JAKARTA, HARIAN DISWAY - Asosiasi Industri Sepeda Motor Listrik Indonesia (Aismoli) berharap pemberlakukan pengenaan Pajak Kendaraan Bermotor (PKB) dan Bea Balik Nama Kendaraan Bermotor (BBNKB) ditinjau ulang

Aismoli menilai, kebijakan yang tertuang dalam Permendagri Nomor 11 Tahun 2026 itu bakal mempengaruhi penjualan motor listrik. Menurut mereka, selama ini konsumen sangat mempertimbangkan harga sebelum memutuskan untuk berpindah dari motor BBM ke listrik. 

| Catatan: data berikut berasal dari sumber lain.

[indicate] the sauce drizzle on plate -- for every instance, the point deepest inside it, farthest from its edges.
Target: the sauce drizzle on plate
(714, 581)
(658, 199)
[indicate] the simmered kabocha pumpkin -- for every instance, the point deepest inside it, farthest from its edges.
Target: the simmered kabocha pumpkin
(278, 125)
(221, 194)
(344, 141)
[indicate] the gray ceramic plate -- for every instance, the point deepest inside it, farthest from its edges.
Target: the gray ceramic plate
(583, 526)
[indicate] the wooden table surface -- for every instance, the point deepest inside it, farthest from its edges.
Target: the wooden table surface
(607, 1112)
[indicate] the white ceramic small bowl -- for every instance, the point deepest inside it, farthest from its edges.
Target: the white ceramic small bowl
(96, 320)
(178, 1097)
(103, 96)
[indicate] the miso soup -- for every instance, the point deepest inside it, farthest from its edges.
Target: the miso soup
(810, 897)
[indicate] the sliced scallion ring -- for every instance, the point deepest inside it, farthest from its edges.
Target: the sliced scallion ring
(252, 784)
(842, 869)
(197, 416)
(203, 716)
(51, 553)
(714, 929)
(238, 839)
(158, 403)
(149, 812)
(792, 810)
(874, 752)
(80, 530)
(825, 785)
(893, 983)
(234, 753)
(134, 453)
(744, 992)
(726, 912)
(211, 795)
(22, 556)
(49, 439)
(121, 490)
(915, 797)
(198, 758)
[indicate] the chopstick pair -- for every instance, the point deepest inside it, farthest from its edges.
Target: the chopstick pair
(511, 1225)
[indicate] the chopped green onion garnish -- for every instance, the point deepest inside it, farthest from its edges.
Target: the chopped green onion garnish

”Bagi kami, kebijakan ini berpotensi mempengaruhi industri kendaraan listrik di Indonesia,” kata Ketua Umum Aismoli Budi Setiyadi, Kamis. Dengan pemberlakukan kebijakan itu, maka privilege yang selama ini dimiliki motor listrik tak akan ada lagi. 

Selama ini aspek harga dan biaya kepemilikan masih menjadi modal utama orang memilih motor listrik. Pemberlakukan pajak ini berpotensi menaikan biaya yang harus dikeluarkan untuk membeli motor listrik. 

BACA JUGA:Pemprov Jatim Siapkan Pajak PKB dan BBNKB Untuk Mobil Listrik

BACA JUGA:Cara Bayar Pajak Motor Lewat Aplikasi SIGNAL saat Samsat Libur, Solusi STNK Mati saat Mudik

Budi juga menilai kebijakan Permendagri 11/2026 ini rentan. Lantaran mekanisme pengenaan pajak nantinya akan diatur oleh masing-masing pemerintah daerah. Ini tentu berpotensi menimbulkan perbedaan kebijakan antar daerah. ”Karena itu, kami berharap pemerintah daerah dapat memberikan relaksasi atau kelonggaran, misalnya tidak mengenakan tarif secara maksimal,” paparnya. 


5 Motor Listrik Paling Awet 2026, Cocok untuk Mobilitas Kota-@uwinfly.id-Instagram

Saat ini, penetrasi sepeda motor listrik di Indonesia saat ini masih sangat kecil jika dibandingkan dengan penjualan mobil listrik

Apalagi, jika dibandingkan dengan jumlah pengguna sepeda motor bensin. ”Motor listrik masih di bawah satu persen,” paparnya.

BACA JUGA:Adu Hemat Biaya Servis Motor Listrik vs Motor Bensin dalam 1 Tahun 

Dengan penetrasi yang masih sangat rendah tersebut, Aismoli menilai kontribusi dari sisi pajak juga kemungkinan belum terlalu besar untuk motor listrik. ”Karena itu, kami berharap ada kebijaksanaan dari pemerintah daerah untuk tetap memberikan keringanan bagi sepeda motor listrik, agar masyarakat yang ingin beralih masih tetap mendapatkan benefit,” paparnya. 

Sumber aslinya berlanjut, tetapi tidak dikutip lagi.